5. Generalizations and Adaptations

In diffusion models for text-to-video, a TSM can upgrade a pretrained 2D image U-Net to a video denoiser by applying shift on the residual branch of each ResNet block, with a split factor $g=3$ (An et al., 2023).

For Transformers, TokenShift and MSCA introduce feature shifting at the token or head level. The MSCA-KV variant shifts both keys and values from neighboring frames in a subset of attention heads, achieving higher accuracy than TokenShift or vanilla ViT on Kinetics-400 (e.g., MSCA-KV top-1: 76.47% vs. ViT's 75.65%) at no extra cost (Hashiguchi et al., 2022).

The Learnable Gated Temporal Shift Module (LGTSM) extends TSM with a learnable 1D temporal convolution and a spatial gating mechanism, producing SOTA video inpainting at one-third the parameter count of 3D convolutions (Chang et al., 2019).
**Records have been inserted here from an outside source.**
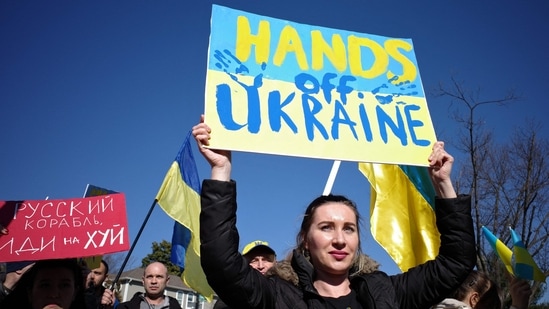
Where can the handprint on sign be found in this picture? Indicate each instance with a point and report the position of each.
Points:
(395, 90)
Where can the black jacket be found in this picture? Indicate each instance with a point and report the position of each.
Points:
(240, 286)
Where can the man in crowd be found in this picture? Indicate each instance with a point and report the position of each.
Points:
(155, 278)
(260, 256)
(94, 285)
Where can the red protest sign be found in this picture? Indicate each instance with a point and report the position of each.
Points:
(46, 229)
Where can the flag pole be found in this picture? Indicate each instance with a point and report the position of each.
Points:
(331, 177)
(133, 246)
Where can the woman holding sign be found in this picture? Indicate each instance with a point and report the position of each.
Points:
(327, 265)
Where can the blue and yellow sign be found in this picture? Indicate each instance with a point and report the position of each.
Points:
(279, 87)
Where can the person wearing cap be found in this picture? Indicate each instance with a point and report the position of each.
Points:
(260, 256)
(14, 271)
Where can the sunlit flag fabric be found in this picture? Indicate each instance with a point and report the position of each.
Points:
(518, 261)
(524, 265)
(402, 216)
(179, 197)
(505, 254)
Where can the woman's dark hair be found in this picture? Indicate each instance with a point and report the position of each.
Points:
(18, 298)
(360, 262)
(489, 295)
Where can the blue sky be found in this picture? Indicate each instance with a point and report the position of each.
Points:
(103, 92)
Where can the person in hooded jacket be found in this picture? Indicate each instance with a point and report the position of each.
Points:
(327, 268)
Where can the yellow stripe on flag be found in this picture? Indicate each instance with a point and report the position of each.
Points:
(402, 220)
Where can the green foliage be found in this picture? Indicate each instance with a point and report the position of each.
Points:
(161, 252)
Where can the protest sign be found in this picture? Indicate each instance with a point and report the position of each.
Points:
(279, 87)
(93, 262)
(67, 228)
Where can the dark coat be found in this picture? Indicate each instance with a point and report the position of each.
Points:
(240, 286)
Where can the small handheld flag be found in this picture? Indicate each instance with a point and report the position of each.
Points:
(518, 261)
(179, 197)
(523, 263)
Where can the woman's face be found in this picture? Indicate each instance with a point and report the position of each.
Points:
(53, 288)
(332, 239)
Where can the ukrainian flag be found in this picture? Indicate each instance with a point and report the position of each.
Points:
(502, 251)
(402, 216)
(179, 197)
(524, 265)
This suggests that learnable and gated extensions of TSM further improve temporal consistency in generative tasks.

6. Applications and Domain Coverage

TSM’s zero-cost design has led to adoption in:

Large-scale video action recognition (Kinetics, Something-Something) (Lin et al., 2019, Duong et al., 29 Jan 2025).
Real-time, edge-device video understanding (achieving 74 fps on Jetson Nano) (Lin et al., 2018).
Latent-diffusion text-to-video synthesis (An et al., 2023).
Speech emotion recognition with pre-trained representations (“ShiftCNN”, “ShiftLSTM”, “Shiftformer”) (Shen et al., 2023).
Efficient temporal interaction in ViT and MLP-like video networks (Hashiguchi et al., 2022).
Video inpainting with gating and learnable shifts (Chang et al., 2019).
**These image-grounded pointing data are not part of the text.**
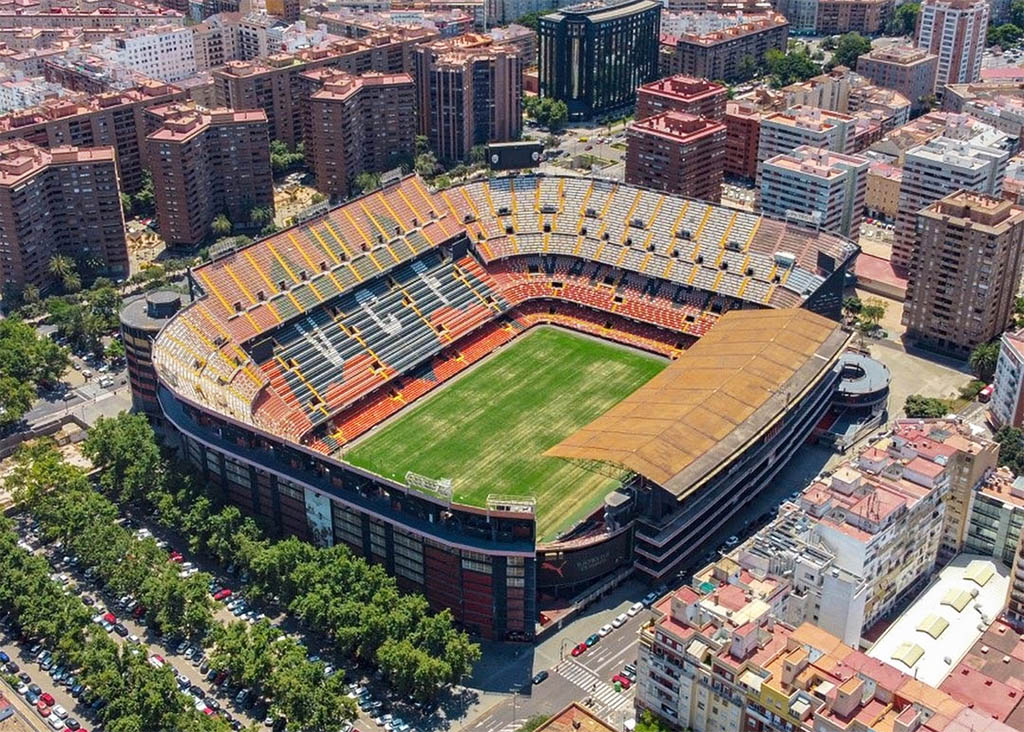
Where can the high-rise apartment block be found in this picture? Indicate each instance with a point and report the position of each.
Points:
(816, 187)
(595, 54)
(954, 31)
(359, 124)
(965, 271)
(907, 70)
(682, 93)
(114, 119)
(209, 164)
(65, 201)
(935, 169)
(276, 85)
(1007, 404)
(742, 124)
(677, 153)
(469, 93)
(712, 45)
Its modal-agnostic structure enables multi-modal fusion (RGB, IR, depth), as demonstrated in multi-modal competition settings (Duong et al., 29 Jan 2025).

7. Practical Considerations, Limitations, and Research Directions

Best practices distilled from ablations:

Use residual TSM for CNNs and MLPs, in-place for RNNs.
Shift 1/8 of channels forward and 1/8 backward; do not exceed 1/4 total shifted channels.
For ViTs, shift 2 of 12 attention heads per block (≈16.7%) (Hashiguchi et al., 2022).
Downstream models benefit from shift placement in later blocks to maximize mingling while minimizing misalignment (Shen et al., 2023).
In distributed training, minimize frame input ( $T=8$ ) per clip for optimal I/O and maximize hardware scaling (Lin et al., 2019).

Potential extensions include: multi-scale temporal shifts, learned shift parameters (as in LGTSM), combining TSM with attention or convolutional mixers, and applications beyond vision to speech, time-series, and generative modeling (Shen et al., 2023, Chang et al., 2019). TSM's limitations include inability to capture long-range dependencies outside the local shift window and potential misalignment when excessive channels are shifted. However, its computational efficiency and flexibility render it a standard component in efficient temporal modeling pipelines.